Of course, Opshop did get into Britain eventually. Some of Until The End of Time was recorded there with Welsh producer Greg Haver, who was also behind the band's previous album, Second Hand Planet. His widescreen work on albums by the Manic Street Preachers, among others, is influential here.
Yes, it does still possess a certain U2-ness throughout.
Though that title doesn't have a song to go with it, which saves it being filed alongside the Dublin-ites' own Until The End of the World.
It's an album grand of scope and vast of sound and, via frontman Jason Kerrison, fervently heart-on-sleeve.
It even contains a sermon - Paradox is an adaptation of The Paradox of Our Age, written by Dr Bob Moorehead.
A once-popular Seattle pastor, he reportedly resigned after allegations of sexual impropriety. Still, he sure had a way with a homily: "We've got faster foods but slower digestion," observes singer Kerrison on one of the twitchy electronic verses before unleashing the whoa-ohs once again.
But curiously Until The End of Time's sense of earnestness, even when borrowed, is not deadly.
Maybe because in the five-song blast from opener and single Pins and Needles through to Madness & Other Allergies it hardly lets up from one towering chorus to another.
Second song Love Will Always Win might be lyrically guileless but it's hard not to celebrate the sentiment the way it's delivered here - pretty much as one of best U2 songs U2 never wrote.
On Madness & Other Allergies, the buzzy synthesisers and fuzzy guitars suggest this as something retro-futuristic in the vein of Shihad's great General Electric album.
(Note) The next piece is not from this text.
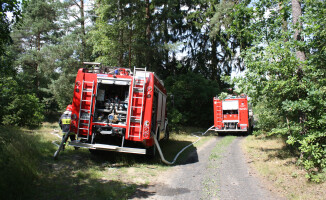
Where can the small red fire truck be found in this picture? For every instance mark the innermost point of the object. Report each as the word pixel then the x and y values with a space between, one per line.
pixel 115 109
pixel 232 114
All of which might be quite alarming for those who came to Opshop through the ad jingle-friendly likes of One Day.
The slow melancholy melodies songs do arrive though. Mostly around the album's centrepoint with the nightmare pop of Monsters Under The Bed, the Finn-esque love letter The Fine Mess We're In, and One Day getting a couple of possible sequels in Sunday's Best Clothes, the piano ballad of Everything To Someone and Nowhere Fast.
And just when it's maybe lasted one down-tempo song too many, All For You chugs past, sounding like a hot-rod take on the New Wave pop of the Cars before Clarity brings things to an anthemic close.
It's a big production number throughout, this one. And its sonic sheen and sincerity is just going to reinforce their status as the era's band of the people (but not the critics).
But it's still a terrific album - and definitely export quality.